En l’espèce, la société Banque CIC Est, condamnée aux dépens, sera condamnée à payer à M. [P] [J] et Mme [C] [Z] épouse [J] une somme qu’il est équitable de fixer à 1 000 euros chacun.
la société Banque CIC Est, ainsi que la Sci [K], seront déboutées de leur demande de ce chef.
Sur l’exécution provisoire
Aux termes de l’article 515 du code de procédure civile, lorsqu’il est prévu par la loi que l’exécution provisoire est facultative, elle peut être ordonnée, d’office ou à la demande d’une partie, chaque fois que le juge l’estime nécessaire et compatible avec la nature de l’affaire.

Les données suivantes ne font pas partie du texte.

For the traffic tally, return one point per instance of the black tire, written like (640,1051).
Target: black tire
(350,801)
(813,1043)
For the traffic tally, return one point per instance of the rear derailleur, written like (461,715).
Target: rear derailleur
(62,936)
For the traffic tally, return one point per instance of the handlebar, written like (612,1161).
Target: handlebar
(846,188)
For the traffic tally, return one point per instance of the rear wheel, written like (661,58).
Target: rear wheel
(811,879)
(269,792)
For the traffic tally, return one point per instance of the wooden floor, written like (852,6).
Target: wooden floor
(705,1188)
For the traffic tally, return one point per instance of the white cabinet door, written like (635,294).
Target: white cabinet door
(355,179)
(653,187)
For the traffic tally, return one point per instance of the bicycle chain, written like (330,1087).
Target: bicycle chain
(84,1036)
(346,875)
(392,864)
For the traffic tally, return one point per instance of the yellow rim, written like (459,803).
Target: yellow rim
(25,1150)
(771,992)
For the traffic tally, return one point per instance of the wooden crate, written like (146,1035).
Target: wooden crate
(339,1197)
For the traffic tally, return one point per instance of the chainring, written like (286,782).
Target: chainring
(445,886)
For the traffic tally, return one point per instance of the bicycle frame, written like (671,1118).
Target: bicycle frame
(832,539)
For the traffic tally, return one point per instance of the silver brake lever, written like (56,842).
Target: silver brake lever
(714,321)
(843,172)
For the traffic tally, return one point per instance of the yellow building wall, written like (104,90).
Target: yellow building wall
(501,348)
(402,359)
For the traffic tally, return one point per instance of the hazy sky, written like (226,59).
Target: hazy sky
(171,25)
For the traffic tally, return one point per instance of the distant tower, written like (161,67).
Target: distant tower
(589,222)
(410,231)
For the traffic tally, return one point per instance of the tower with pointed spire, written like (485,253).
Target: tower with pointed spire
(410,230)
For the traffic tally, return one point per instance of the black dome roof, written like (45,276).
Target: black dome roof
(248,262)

En l’espèce, il sera rappelé que l’exécution provisoire est de droit.
PAR CES MOTIFS,
Le tribunal, statuant par jugement contradictoire et en premier ressort, par mise à disposition au greffe,
Déboute la Sci [K] de sa demande tendant à voir déclarer abusive la clause de déchéance du terme du prêt n° 30087 33 809 00020035202, pour un montant de 334 320 euros, et du prêt n° 30087 33809 00020035203, pour un montant de 366 570 euros ;
Déboute la Sci [K] de sa demande tendant à voir ordonner à la société Banque CIC Est de lui faire signifier un nouveau tableau d’amortissement ;
Déboute la Sci [K] de sa demande tendant à voir condamner la société Banque CIC Est à lui restituer l’intégralité des sommes perçues à hauteur de 100 000 euros suite à la vente du bien sis [Adresse 3] à la Ferté-Gaucher ;
Décharge M. [P] [J] et Mme [C] [Z] épouse [J] de leur engagement de caution au titre des prêts n° 30087 33 809 00020035202 et n° 30087 33809 00020035203 ;
Déboute la société Banque CIC Est de sa demande tendant à voir condamner solidairement M. [P] [J] et Mme [C] [Z] épouse [J] à lui payer le solde restant dû au titre des prêts n° 30087 33 809 00020035202 et n° 30087 33809 00020035203 ;
Déboute la Sci [K] de sa demande tendant à voir condamner la société Banque CIC Est à l’indemniser au titre de la mise en œuvre de sa responsabilité contractuelle ;
Déboute la société Banque CIC Est de sa demande de capitalisation des intérêts ;
Condamne la société Banque CIC Est à payer à M. [P] [J] et Mme [C] [Z] épouse [J] la somme de 1 000 euros chacun au titre de l’article 700 du code de procédure civile ;
Déboute la société Banque CIC Est et la Sci [K] de leur demande au titre de l’article 700 du code de procédure civile ;
Condamne la société Banque CIC Est aux entiers dépens de la procédure ;
Dit n’y avoir lieu à écarter l’exécution provisoire de droit.